Modern breathomics can refer to several VOC analysis platforms [18, 65], but mass spectrometry continues to be the gold standard [66], due to its ability to identify composition and concentrations of individual VOCs. However, it is too expensive in terms of expertise and equipment. Although the e-nose sensor array is cheaper, quicker and easier to use [40, 57], it sacrifices that ability to reliably trace back to analytes of interest [67]. For clinicians, the focus on “treatable traits” [7, 68] requires a probabilistic approach: stratification of a patient based upon a clinically relevant quality (diagnosis, prognosis, treatment response) [69]. Understanding the mechanisms behind that biomarker/biomarker profile is not necessary [70], so sensor-based systems are ideally suited. In contrast, if the biomarker is being interrogated for mechanistic purposes [71] (e.g. drug target discovery), then the costs of chemical analytic techniques are likely justifiable. That is not to say that the two technologies are mutually exclusive: both can be successfully integrated into the same study [31], and improved understanding of the mechanisms and factors contributing to VOC profiles could inform future sensor-based technologies.

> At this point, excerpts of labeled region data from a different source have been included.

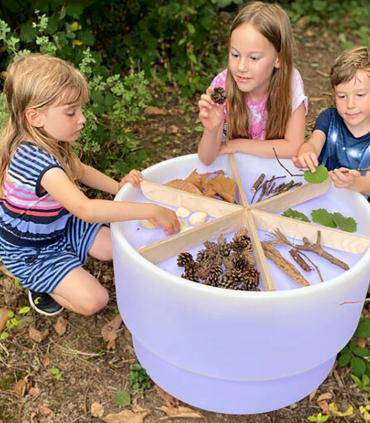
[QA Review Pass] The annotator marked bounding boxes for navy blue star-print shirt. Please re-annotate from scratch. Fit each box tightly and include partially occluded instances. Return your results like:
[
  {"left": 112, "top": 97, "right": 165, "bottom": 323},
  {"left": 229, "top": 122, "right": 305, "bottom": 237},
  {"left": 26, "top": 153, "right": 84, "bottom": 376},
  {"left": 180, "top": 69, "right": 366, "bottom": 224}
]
[{"left": 314, "top": 107, "right": 370, "bottom": 170}]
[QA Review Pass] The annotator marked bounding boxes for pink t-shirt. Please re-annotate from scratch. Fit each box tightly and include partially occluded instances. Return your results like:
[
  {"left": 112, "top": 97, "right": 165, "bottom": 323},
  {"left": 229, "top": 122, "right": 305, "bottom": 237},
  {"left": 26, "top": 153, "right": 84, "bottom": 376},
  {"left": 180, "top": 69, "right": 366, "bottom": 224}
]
[{"left": 211, "top": 68, "right": 308, "bottom": 140}]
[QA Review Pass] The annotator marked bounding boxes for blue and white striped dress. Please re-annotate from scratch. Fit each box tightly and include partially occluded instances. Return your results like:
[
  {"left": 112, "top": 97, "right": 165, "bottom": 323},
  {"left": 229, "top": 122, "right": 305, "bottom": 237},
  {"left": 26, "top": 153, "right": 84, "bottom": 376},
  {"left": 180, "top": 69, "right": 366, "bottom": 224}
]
[{"left": 0, "top": 143, "right": 101, "bottom": 293}]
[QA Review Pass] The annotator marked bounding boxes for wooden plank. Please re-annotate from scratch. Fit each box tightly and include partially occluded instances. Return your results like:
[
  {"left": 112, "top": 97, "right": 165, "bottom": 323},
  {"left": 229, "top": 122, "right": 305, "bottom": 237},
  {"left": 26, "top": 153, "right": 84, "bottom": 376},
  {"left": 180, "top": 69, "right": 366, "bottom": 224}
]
[
  {"left": 251, "top": 180, "right": 331, "bottom": 212},
  {"left": 251, "top": 209, "right": 370, "bottom": 254},
  {"left": 245, "top": 211, "right": 276, "bottom": 291},
  {"left": 140, "top": 180, "right": 242, "bottom": 217},
  {"left": 228, "top": 154, "right": 249, "bottom": 207},
  {"left": 139, "top": 209, "right": 245, "bottom": 263}
]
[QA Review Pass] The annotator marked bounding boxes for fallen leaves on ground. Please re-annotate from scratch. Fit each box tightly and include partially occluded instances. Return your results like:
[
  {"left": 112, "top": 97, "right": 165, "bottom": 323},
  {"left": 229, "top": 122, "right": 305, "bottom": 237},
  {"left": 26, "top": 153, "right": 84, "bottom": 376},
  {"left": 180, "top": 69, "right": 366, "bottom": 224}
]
[
  {"left": 54, "top": 316, "right": 68, "bottom": 336},
  {"left": 0, "top": 307, "right": 9, "bottom": 332},
  {"left": 90, "top": 401, "right": 104, "bottom": 418},
  {"left": 159, "top": 405, "right": 204, "bottom": 420},
  {"left": 101, "top": 314, "right": 122, "bottom": 350},
  {"left": 28, "top": 326, "right": 49, "bottom": 343},
  {"left": 102, "top": 410, "right": 148, "bottom": 423}
]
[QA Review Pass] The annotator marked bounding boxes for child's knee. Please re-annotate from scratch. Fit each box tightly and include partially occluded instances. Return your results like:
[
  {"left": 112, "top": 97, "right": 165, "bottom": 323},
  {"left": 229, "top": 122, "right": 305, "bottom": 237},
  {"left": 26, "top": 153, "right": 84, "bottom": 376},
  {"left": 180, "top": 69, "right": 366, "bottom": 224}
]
[{"left": 80, "top": 288, "right": 109, "bottom": 316}]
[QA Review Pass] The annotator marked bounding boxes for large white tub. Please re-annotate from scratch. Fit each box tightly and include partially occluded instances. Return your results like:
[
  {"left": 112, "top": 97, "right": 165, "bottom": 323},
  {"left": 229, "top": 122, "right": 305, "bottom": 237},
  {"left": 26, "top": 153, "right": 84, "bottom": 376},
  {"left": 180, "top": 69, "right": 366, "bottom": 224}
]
[{"left": 112, "top": 155, "right": 370, "bottom": 414}]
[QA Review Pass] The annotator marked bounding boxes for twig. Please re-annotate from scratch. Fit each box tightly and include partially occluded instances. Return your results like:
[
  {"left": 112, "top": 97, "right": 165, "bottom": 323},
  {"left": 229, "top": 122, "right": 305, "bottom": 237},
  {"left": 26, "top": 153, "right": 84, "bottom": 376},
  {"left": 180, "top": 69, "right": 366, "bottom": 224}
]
[
  {"left": 272, "top": 147, "right": 303, "bottom": 177},
  {"left": 299, "top": 251, "right": 324, "bottom": 282},
  {"left": 261, "top": 241, "right": 310, "bottom": 286},
  {"left": 275, "top": 229, "right": 349, "bottom": 270}
]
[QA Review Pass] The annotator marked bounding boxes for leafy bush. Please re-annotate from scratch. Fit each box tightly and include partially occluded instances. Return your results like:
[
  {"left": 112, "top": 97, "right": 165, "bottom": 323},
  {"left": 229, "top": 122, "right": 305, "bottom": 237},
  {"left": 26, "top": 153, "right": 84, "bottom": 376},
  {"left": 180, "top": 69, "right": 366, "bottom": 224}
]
[{"left": 0, "top": 13, "right": 151, "bottom": 176}]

Breath collection heterogeneity
Of course, the strength of both platforms is intimately linked with the quality of its reference library. Efforts to build these libraries are already underway [72, 73] (www.breathomix.com/breathbase-data) and will only improve as more studies engage with such processes. Critically, such libraries can only be referenced against when using the same methodological parameters, so sharing meta-data relating to sample handling, processing and analysis is of paramount importance. The methodological heterogeneity of the breath analysis literature is well documented [30, 74]. While exhaled breath sampling is simple for patients, by definition, the analyte of interest is volatile, and each stage of exhaled breath analysis introduces additional sources of variation [74].

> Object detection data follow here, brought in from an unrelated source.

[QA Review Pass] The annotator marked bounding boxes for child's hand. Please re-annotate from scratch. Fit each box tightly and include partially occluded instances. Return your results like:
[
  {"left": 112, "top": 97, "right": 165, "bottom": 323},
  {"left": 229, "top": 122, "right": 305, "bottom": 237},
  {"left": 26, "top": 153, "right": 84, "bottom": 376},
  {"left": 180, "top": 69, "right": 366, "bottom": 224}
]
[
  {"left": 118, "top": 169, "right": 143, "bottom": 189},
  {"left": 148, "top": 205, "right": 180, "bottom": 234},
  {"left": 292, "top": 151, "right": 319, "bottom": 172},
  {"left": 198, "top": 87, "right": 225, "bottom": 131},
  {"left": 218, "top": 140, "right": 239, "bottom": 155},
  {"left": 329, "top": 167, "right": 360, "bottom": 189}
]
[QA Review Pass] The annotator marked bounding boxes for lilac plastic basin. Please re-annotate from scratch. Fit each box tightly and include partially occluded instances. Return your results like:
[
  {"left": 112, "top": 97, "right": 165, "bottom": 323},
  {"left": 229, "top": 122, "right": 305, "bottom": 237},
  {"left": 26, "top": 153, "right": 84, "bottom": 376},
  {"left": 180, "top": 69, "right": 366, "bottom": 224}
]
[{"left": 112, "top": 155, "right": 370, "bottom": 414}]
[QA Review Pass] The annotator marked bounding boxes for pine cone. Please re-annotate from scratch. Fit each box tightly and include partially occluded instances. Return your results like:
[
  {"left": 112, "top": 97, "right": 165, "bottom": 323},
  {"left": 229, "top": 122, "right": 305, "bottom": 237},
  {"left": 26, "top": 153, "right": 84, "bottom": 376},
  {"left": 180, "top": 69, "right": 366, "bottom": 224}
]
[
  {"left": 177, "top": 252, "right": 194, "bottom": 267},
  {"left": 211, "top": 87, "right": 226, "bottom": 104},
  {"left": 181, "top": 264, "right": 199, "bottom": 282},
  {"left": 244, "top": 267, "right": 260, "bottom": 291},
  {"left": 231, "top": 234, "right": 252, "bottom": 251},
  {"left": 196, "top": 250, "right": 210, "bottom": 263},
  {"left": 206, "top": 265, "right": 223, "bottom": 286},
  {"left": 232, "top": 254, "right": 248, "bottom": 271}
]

Like exhaled nitric oxide concentrations [60, 75], individual VOC concentrations [53] and e-nose sensor deflections [21] can be influenced by flow rate and breath-holding [21]. Similarly, most studies collect VOCs from the total expiratory phase, as it is logistically most simple to achieve. E-nose breathprints using this breath sample show more inferior diagnostic potential (asthma versus healthy controls) than when excluding air within the oropharynx [42], possibly reflecting the dilution of discriminatory VOCs by this contaminant air. There has been a range of strategies used to exclude air from this dead space, including valves and estimated volumes, which are inconsistent and unreliable [56, 57], to a highly engineered system of pressure sensors [45, 58, 76], which is expensive and bulky. The optimal solution needs to balance practicality and precision, so as not to negate the clinical utility of breath sampling. The breath sampler developed by a broad consortium of breath researchers and engineers (www.breathe-free.org), represents one such solution. A similar pragmatism is likely necessary for the exclusion of exogenous VOCs. Subtracting ambient VOC concentrations from exhaled VOC concentrations (alveolar gradient) [77] risks the loss of salient signals and ignores VOC interactions within the airways [78, 79]. Although unable to eliminate all exogenous VOCs, filters can at least reduce background contamination [40].

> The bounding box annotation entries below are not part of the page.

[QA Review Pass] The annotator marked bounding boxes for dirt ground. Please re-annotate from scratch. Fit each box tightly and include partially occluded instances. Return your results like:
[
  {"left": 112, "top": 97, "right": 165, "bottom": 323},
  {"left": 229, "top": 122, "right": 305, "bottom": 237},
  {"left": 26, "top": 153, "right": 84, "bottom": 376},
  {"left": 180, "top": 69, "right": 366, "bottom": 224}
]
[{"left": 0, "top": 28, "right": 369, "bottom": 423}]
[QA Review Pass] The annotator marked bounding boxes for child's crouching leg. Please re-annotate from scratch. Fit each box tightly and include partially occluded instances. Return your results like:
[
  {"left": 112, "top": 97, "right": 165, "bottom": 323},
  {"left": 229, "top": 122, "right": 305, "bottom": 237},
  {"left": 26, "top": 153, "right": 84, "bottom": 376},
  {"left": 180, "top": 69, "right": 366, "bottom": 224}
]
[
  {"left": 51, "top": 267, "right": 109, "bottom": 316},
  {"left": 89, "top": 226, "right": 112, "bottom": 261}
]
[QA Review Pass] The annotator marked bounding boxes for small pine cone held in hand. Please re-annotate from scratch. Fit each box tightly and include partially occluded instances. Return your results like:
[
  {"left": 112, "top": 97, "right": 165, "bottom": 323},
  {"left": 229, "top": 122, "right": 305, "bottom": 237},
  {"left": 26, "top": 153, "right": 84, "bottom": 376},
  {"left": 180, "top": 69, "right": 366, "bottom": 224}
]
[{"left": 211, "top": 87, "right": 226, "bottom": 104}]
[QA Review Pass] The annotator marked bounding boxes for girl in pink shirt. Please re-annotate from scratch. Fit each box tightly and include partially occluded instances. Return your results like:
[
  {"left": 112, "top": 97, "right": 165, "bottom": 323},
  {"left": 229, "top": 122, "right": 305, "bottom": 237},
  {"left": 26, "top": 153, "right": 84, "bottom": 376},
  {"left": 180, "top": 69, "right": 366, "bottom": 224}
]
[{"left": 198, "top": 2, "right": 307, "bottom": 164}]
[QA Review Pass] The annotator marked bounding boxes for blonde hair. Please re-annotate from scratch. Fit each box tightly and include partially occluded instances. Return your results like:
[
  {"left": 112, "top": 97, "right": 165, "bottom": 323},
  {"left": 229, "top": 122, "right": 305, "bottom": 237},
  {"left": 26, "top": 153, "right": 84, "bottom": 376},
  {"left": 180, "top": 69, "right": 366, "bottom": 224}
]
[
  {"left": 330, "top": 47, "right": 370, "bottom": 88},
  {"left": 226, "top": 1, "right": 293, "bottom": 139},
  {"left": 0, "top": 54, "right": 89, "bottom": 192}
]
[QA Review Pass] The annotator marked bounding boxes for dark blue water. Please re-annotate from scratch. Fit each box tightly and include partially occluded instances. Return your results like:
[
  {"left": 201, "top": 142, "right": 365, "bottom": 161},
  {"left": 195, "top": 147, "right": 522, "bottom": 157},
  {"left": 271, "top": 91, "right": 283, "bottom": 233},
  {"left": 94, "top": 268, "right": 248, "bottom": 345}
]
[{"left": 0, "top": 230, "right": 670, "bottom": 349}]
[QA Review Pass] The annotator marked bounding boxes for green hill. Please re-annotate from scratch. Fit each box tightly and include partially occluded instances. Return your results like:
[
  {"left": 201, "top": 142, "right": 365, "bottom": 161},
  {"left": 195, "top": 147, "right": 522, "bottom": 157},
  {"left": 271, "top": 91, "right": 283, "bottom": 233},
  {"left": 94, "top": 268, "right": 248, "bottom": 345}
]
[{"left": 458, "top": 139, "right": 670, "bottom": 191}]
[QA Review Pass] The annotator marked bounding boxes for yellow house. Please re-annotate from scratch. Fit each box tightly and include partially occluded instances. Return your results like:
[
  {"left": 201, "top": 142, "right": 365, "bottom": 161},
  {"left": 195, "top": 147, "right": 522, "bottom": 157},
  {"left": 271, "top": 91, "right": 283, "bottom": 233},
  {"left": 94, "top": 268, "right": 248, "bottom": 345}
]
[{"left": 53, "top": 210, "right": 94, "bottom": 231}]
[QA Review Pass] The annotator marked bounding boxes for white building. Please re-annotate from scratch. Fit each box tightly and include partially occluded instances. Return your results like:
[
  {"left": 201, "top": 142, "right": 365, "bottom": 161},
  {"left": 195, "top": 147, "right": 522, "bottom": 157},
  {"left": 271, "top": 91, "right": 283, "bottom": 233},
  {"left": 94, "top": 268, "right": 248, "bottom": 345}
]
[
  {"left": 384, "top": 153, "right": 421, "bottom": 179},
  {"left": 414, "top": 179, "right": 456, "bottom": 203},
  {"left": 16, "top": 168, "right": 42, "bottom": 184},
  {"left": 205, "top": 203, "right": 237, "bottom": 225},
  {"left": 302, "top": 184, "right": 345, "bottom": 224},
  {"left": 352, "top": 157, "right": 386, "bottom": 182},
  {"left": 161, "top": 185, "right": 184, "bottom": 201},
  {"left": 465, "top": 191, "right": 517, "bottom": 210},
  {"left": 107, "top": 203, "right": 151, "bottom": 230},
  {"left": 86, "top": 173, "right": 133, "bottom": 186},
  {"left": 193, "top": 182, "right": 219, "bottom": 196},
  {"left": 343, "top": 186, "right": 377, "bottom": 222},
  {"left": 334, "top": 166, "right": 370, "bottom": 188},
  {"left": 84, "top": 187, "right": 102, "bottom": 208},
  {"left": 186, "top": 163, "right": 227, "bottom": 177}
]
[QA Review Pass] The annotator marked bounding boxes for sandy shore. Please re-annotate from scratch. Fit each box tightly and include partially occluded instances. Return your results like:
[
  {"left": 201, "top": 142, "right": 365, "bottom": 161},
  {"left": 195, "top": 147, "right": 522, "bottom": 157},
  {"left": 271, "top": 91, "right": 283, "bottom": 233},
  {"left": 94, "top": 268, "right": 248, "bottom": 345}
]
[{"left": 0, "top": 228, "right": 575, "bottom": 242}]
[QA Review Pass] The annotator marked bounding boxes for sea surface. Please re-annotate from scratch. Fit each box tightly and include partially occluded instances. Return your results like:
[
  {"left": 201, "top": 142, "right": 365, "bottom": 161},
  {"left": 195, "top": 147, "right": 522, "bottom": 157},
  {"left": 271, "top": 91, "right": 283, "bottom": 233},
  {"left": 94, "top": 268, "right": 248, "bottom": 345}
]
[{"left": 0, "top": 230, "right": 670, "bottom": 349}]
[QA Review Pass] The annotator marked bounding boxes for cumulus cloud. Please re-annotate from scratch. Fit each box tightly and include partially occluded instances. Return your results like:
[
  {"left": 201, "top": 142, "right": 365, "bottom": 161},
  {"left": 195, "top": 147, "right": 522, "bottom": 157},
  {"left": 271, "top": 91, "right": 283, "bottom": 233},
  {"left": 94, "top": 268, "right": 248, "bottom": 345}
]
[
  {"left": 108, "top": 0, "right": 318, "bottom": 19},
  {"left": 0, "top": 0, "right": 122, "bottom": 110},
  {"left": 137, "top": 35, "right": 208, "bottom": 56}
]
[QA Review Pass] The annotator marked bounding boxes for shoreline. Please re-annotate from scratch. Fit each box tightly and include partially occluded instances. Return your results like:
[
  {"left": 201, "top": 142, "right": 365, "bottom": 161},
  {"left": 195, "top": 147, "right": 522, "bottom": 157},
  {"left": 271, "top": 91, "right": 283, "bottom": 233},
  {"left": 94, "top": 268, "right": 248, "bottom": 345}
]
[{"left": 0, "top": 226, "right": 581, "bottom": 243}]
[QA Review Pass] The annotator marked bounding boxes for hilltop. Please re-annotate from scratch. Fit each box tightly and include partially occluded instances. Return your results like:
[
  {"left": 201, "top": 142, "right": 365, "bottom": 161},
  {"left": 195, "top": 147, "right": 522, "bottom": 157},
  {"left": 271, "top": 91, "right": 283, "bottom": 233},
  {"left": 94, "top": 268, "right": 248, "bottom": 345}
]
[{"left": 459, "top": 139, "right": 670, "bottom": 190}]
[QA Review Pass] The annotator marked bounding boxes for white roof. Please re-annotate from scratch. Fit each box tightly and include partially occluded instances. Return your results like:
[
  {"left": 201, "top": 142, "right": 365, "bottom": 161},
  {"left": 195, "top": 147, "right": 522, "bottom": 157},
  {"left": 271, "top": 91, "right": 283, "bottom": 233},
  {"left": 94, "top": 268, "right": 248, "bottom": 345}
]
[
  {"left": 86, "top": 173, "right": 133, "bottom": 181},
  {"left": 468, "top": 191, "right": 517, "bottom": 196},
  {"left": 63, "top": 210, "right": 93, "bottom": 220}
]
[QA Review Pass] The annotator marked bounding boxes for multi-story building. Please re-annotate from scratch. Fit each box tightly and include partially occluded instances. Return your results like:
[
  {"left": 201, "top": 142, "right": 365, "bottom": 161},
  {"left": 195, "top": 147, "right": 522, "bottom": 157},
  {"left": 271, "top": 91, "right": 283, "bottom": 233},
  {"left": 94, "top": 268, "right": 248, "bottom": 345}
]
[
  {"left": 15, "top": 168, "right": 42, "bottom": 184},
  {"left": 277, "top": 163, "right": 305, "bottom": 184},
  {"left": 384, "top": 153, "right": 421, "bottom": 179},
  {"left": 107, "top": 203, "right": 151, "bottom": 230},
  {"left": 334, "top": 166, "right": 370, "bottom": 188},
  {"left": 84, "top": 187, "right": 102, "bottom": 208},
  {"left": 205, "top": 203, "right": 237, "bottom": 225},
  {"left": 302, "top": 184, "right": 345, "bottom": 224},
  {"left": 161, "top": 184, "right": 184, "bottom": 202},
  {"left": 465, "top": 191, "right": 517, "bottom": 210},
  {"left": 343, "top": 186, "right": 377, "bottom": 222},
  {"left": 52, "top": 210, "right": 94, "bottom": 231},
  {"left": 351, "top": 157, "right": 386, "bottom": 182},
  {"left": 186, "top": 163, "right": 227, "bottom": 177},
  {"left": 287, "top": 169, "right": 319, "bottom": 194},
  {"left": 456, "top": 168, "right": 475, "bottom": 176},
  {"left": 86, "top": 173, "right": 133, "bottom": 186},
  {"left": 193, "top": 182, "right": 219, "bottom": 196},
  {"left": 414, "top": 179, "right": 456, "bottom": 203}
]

Once collected, unless performing online analysis, the storage medium bears consideration. Most early studies stored breath samples in an inert polymer (usually Tedlar) bag, but the concentrations of compounds stored in Tedlar bags show compound-specific decay rates and the bags themselves can introduce contaminants [80, 81]. Van der Schee et al. [52] found no variation when breath samples were stored for up to 2 weeks, and many studies try to minimise storage time [40, 42]. Alternative or subsequent storage solutions: thermal desorption tubes containing some sort of adsorbent material (porous organic polymers, activated charcoal, carbon molecular sieves or graphitised carbon blacks) do not guarantee against this decay [81]. No adsorptive material can completely capture all the VOCs in the breath without some degree of loss [82].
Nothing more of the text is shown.